ITEM 5.02. Departure of Directors or Certain Officers; Election of Directors; Appointment of Certain Officers; Compensatory Arrangements of Certain Officers.

Compensatory Arrangements of Certain Officers.
At regularly scheduled meetings on February 19-20, 2020, the Board of Directors of Encompass Health Corporation (“Encompass Health”) and its Compensation and Human Capital Committee (the “Committee”) undertook the customary review and approval of annual compensation decisions. The Committee oversees Encompass Health’s compensation and employee benefit objectives, plans and policies and reviews and approves the compensation of executive officers, except that of the Chief Executive Officer which is ultimately approved by the independent members of the Board. The following changes to the 2020 incentive compensation opportunities of certain named executive officers were approved:

Mr. Mark J. Tarr, President and Chief Executive Officer
Component
Previous
Newly Approved
Target Annual Cash Incentive Opportunity
115% of base salary
120% of base salary
Target Long-Term Equity Incentive Opportunity
$4,600,000
$4,700,000

Ms. Barbara A. Jacobsmeyer, Executive Vice President and President, Inpatient Hospitals
Component
Previous
Newly Approved
Target Annual Cash Incentive Opportunity
80% of base salary
85% of base salary
Target Long-Term Equity Incentive Opportunity
175% of base salary
225% of base salary

Mr. Douglas E. Coltharp, Executive Vice President and Chief Financial Officer
Component
Previous
Newly Approved
Target Long-Term Equity Incentive Opportunity
200% of base salary
250% of base salary

No other material changes to Encompass Health’s executive compensation plans and arrangements, which are otherwise described in the section captioned “Executive Compensation” in its Definitive Proxy Statement on Schedule 14A filed on March 21, 2019, were approved at these meetings.







Item 8.01. Other Events.

As previously disclosed, at the time that Encompass Health acquired its home health and hospice business through the purchase of EHHI Holdings, Inc. (“EHHI”) in December 2014, certain sellers of EHHI who were members of EHHI management (the “Management Investors”) contributed a portion of their shares of EHHI common stock, valued at approximately $64 million on the acquisition date, to a subsidiary of Encompass Health (“Holdings”) that was formed in order to complete the acquisition and that is an indirect parent of EHHI, in exchange for approximately 16.7% of the outstanding shares of common stock of Holdings (the “Rollover Shares”).

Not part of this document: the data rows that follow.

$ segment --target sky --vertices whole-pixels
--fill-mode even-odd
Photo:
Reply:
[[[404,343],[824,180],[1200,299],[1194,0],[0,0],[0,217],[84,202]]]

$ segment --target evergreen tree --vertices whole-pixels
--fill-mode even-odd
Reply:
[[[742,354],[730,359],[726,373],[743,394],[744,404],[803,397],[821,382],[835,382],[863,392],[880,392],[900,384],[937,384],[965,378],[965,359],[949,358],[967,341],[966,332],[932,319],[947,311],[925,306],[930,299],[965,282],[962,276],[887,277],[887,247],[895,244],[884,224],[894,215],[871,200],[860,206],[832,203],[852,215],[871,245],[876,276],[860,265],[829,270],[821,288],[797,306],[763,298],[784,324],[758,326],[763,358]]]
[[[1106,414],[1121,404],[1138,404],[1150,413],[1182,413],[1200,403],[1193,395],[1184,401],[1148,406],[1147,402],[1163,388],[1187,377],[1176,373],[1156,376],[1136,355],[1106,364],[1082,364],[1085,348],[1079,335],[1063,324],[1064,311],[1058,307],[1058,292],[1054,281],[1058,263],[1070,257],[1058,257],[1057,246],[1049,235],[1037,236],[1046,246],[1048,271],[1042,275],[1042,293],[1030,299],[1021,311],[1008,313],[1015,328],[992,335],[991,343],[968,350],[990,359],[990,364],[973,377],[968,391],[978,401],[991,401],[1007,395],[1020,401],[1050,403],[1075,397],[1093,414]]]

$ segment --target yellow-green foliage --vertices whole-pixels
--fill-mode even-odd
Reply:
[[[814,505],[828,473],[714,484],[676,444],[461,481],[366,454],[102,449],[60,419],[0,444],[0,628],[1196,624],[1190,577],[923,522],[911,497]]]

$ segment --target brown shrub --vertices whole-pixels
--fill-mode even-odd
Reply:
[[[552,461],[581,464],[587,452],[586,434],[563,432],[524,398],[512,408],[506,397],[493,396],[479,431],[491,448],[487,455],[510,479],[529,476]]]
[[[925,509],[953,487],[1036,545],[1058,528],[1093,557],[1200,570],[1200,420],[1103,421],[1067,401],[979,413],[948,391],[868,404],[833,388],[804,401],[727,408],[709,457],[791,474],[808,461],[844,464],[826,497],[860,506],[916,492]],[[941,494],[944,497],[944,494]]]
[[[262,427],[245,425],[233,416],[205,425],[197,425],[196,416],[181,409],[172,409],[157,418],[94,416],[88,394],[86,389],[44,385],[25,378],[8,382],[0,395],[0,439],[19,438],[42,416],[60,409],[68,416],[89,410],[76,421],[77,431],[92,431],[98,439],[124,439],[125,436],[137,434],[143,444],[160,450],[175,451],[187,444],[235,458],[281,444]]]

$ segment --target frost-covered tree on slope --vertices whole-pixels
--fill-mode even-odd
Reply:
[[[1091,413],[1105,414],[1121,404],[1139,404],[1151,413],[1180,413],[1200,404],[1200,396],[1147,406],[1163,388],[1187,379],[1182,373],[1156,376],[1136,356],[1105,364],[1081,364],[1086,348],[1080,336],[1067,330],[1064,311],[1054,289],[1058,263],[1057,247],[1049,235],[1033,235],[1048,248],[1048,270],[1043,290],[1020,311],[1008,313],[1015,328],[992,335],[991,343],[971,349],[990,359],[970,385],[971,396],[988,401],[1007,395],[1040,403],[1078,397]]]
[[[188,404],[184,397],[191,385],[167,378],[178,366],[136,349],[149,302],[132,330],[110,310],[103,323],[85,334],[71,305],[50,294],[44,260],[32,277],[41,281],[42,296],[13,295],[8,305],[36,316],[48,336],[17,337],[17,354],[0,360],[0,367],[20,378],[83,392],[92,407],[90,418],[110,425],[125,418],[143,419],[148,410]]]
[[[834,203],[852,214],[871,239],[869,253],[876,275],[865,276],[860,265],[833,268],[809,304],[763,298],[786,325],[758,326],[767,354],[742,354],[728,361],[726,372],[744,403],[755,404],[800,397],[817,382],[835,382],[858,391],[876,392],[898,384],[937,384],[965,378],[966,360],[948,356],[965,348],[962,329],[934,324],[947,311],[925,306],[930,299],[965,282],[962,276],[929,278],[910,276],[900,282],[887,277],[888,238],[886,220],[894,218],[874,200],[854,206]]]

Pursuant to a stockholders agreement entered into among Encompass Health, Holdings and the Management Investors, the Management Investors had the right (but not the obligation) after December 31, 2017 to have their Rollover Shares purchased by Encompass Health for a cash purchase price per share equal to their fair value.

In February 2018 and July 2019, the Management Investors exercised their right to sell Rollover Shares to Encompass Health, with Encompass Health having settled these exercises upon the payment in cash of approximately $65 million and approximately $163 million, respectively.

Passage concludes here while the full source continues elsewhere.